In [196]:
import pandas as pd
from datetime import datetime, date, timedelta
import pymysql
import os
from dotenv import load_dotenv
import numpy as np

In [197]:
def create_pymysql_connect():
    """
    自動透過pymysql建立連線，回傳conn連線物件。
    所需各項資料請寫入.env檔案中。請勿直接寫於程式中。
    """

    load_dotenv()

    username = os.getenv("MYSQL_USERNAME")
    password = os.getenv("MYSQL_PASSWORD")
    target_ip = os.getenv("MYSQL_IP")
    target_port = int(os.getenv("MYSQL_PORTT"))
    db_name = os.getenv("MYSQL_DB_NAME")

    conn = pymysql.connect(
        host=target_ip,
        port=target_port,
        user=username,
        password=password,
        database=db_name,
        charset='utf8mb4'
    )

    return conn


def E_load_from_sql(table_name: str) -> pd.DataFrame:
    """
    輸入欲查詢的表名table_name，透過pymysql連線資料庫，
    並取得該表後將其轉成dataframe。

    連線所需資訊請寫入.env中，請勿寫入程式中。
    """

    conn = create_pymysql_connect()
    sql = f"SELECT * FROM {table_name}"

    try:
        df = pd.read_sql(sql, conn)
        return df.to_dict(orient='records')
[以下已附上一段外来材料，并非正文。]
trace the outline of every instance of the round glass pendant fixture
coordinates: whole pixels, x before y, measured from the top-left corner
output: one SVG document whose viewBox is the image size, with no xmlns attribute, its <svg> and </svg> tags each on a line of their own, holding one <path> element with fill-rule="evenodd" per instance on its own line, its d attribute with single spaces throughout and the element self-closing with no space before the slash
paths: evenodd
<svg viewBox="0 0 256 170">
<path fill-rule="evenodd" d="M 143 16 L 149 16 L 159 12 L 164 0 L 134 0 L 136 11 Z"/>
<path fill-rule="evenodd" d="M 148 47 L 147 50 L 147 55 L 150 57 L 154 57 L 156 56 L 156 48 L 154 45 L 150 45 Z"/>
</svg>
    except Exception as e:
        raise Exception(f"讀取{table_name}表時發生錯誤：{e}")

In [198]:
data_salon = E_load_from_sql(table_name="salon")
df_salon = pd.DataFrame(data=data_salon)

data_hotel = E_load_from_sql(table_name="hotel")
df_hotel = pd.DataFrame(data=data_hotel)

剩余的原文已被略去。